Hem ihracatımızı artırmak hem de ABD pazarına Türk mallarını daha düzgün tanıtmak için Türk firmalarımız başta Türk Hava Yolları (THY) 150’den fazla fuar iştiraki yapıyor ve biz de iş insanlarımız ile South by Southwest başta olmak üzere birçok fuara iştirak sağlamayı planlıyoruz.”
ÇİN’E ALTERNATİF PAZAR
Yalçındağ, Amerika’nın tek bir ülke üzere düşünülemeyecek kadar büyük bir coğrafya ve çok güçlü bir iktisat olduğunu belirterek, iki ülke ortasındaki ticari ilgilerin eyalet bazında ele alınmasının kaide olduğunu vurguladı.
TAİK Eyalet Komitesi yapılanmalarıyla bu ticari alakaları dört koldan destekleyeceklerini bildiren Yalçındağ, şunları kaydetti:
“Sadece, Kaliforniya ve Teksas ABD’den farklı olarak dünyanın en büyük on iktisadından ikisi pozisyonunda, biri dijital teknoloji oburu güç dalında dünyada öne çıkıyor.
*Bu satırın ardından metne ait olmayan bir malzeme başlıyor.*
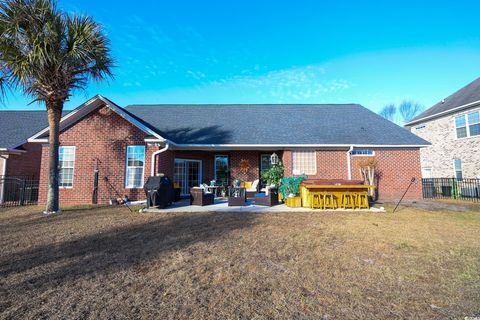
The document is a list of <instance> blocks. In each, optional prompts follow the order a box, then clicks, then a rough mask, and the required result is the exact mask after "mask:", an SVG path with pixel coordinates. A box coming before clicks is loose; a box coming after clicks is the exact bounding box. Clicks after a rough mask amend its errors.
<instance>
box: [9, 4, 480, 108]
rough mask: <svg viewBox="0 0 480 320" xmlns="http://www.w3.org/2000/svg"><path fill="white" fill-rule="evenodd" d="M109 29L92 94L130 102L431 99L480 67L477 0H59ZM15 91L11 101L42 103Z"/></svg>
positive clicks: (314, 100)
mask: <svg viewBox="0 0 480 320" xmlns="http://www.w3.org/2000/svg"><path fill="white" fill-rule="evenodd" d="M59 6H60V7H61V8H63V9H64V10H65V11H67V12H71V13H79V14H88V15H91V16H93V17H94V18H95V19H96V20H97V21H98V22H100V23H101V24H102V25H103V26H104V28H105V30H106V33H107V34H108V36H109V37H110V39H111V47H112V50H113V55H114V57H115V59H116V64H117V66H118V67H117V68H115V70H114V73H115V79H113V80H111V81H109V82H105V83H101V84H95V83H92V84H90V85H89V87H88V88H87V90H86V91H85V92H76V93H75V94H74V96H73V97H72V98H71V101H69V102H68V103H67V105H66V108H74V107H76V106H78V105H79V104H81V103H82V102H84V101H85V100H86V99H87V98H88V97H90V96H93V95H95V94H96V93H99V94H102V95H104V96H106V97H108V98H110V99H111V100H113V101H115V102H116V103H118V104H120V105H122V106H125V105H128V104H134V103H350V102H355V103H360V104H363V105H364V106H366V107H368V108H370V109H372V110H374V111H378V110H379V109H380V108H381V107H382V106H384V105H385V104H387V103H398V102H400V101H401V100H402V99H413V100H416V101H418V102H420V103H422V104H424V105H425V106H426V107H429V106H431V105H433V104H434V103H436V102H438V101H439V100H441V99H442V98H444V97H445V96H447V95H449V94H450V93H452V92H453V91H455V90H457V89H459V88H460V87H462V86H464V85H466V84H467V83H469V82H470V81H472V80H474V79H476V78H477V77H479V76H480V31H479V30H480V28H479V27H478V17H477V13H478V11H479V9H480V4H478V3H477V2H474V1H468V2H467V1H438V0H437V1H408V0H407V1H396V2H392V1H335V2H333V1H329V2H328V3H326V1H303V0H297V1H281V0H280V1H279V0H276V1H258V0H257V1H250V0H241V1H227V0H224V1H168V2H167V1H146V0H136V1H134V2H132V1H112V0H102V1H98V0H96V1H93V0H82V1H67V0H63V1H60V2H59ZM28 102H29V100H28V99H26V98H24V97H22V96H21V95H20V94H15V95H10V97H9V99H8V101H7V103H6V106H4V107H3V108H9V109H25V108H30V109H32V108H41V106H38V105H35V104H32V105H29V106H27V104H28Z"/></svg>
Her iki eyalet için oluşturduğumuz komiteler ile bu bölgelerde Türk firmaların daha proaktif bir görünüme kavuşmasını amaçlıyoruz.
Bunların yanında Florida, Illinois, Massachusetts, New York, Tennessee ve Virginia eyalet komitelerimiz bulunmakta, bu eyaletlerde de konut (inşaat), sıhhat, eğitim, finans bölümleri gördüğümüz kadarıyla Türk firmalarının dikkatini çekmeye devam ediyor.
Eyalet bazında ihracatımızda da Teksas, New Jersey, Kaliforniya, Florida ve Georgia; Türkiye’nin 1 milyar doların üzerinde ihracat gerçekleştirdiği eyaletler, daha fazla eyalete Türk eserlerinin tanıtıldığı ve her bir eyalete 1 milyar dolarlık ihracat yapabileceğimizi düşünürsek, ABD pazarının Türkiye için nasıl bir potansiyel teşkil ettiğini daha uygun kavrayabiliriz. Eyalet yetkilileri ile yaptığımız görüşmelerde kendimizi Çin’e alternatif pazar olarak konumlandırıyoruz. Bunun olumlu olarak geri dönüşünü halihazırda görmeye başladık.”